- Interactive map of the Sidney Woodruff Residence area

General information
- Type: Single-family residence
- Architectural style: Spanish Colonial Revival
- Location: 3185 North Durand Drive, Hollywood, Los Angeles, California, U.S.
- Coordinates: 34°07′38″N 118°19′26″W﻿ / ﻿34.1273°N 118.3240°W
- Completed: 1925

Design and construction
- Architect: John DeLario

Los Angeles Historic-Cultural Monument
- Designated: June 14, 2000
- Reference no.: 681

= Sidney Woodruff Residence =

Historic home in Hollywood, California. U.S.

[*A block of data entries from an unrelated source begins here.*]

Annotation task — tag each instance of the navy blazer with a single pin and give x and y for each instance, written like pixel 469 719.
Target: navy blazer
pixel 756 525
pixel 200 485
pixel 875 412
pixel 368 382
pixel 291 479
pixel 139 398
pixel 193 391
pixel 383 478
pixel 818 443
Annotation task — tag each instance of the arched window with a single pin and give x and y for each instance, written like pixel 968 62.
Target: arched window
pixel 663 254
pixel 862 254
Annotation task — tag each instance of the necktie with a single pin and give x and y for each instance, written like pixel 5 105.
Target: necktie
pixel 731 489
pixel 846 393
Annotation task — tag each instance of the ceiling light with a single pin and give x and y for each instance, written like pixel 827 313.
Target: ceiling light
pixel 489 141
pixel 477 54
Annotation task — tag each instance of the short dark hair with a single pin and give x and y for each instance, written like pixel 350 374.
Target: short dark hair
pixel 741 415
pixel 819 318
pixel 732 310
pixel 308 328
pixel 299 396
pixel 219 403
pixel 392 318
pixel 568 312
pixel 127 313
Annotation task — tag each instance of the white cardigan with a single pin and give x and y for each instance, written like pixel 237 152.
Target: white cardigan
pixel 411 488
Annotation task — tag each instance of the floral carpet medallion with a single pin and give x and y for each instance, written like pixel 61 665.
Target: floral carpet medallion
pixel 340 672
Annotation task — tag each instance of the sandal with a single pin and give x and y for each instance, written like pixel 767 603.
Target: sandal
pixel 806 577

Sidney Woodruff Residence, also known as S. H. Woodruff Residence, is a historic house located at 3185 North Durand Drive in Hollywood, California. It was declared Los Angeles Historic-Cultural Monument No. 681 in 2000.

==History==
Sidney Woodruff Residence was designed by John DeLario, the lead architect in Los Angeles's Hollywoodland tract in the 1920s, and built by the Western Construction Company for Sidney H. Woodruff, the developer of Hollywoodland, in 1925. After completion, the house was used as a model for development of the rest of the neighborhood.

The building was declared Los Angeles Historic-Cultural Monument No. 681 on June 14, 2000.

==Architecture and design==
Sidney Woodruff Residence features a Spanish Colonial Revival design.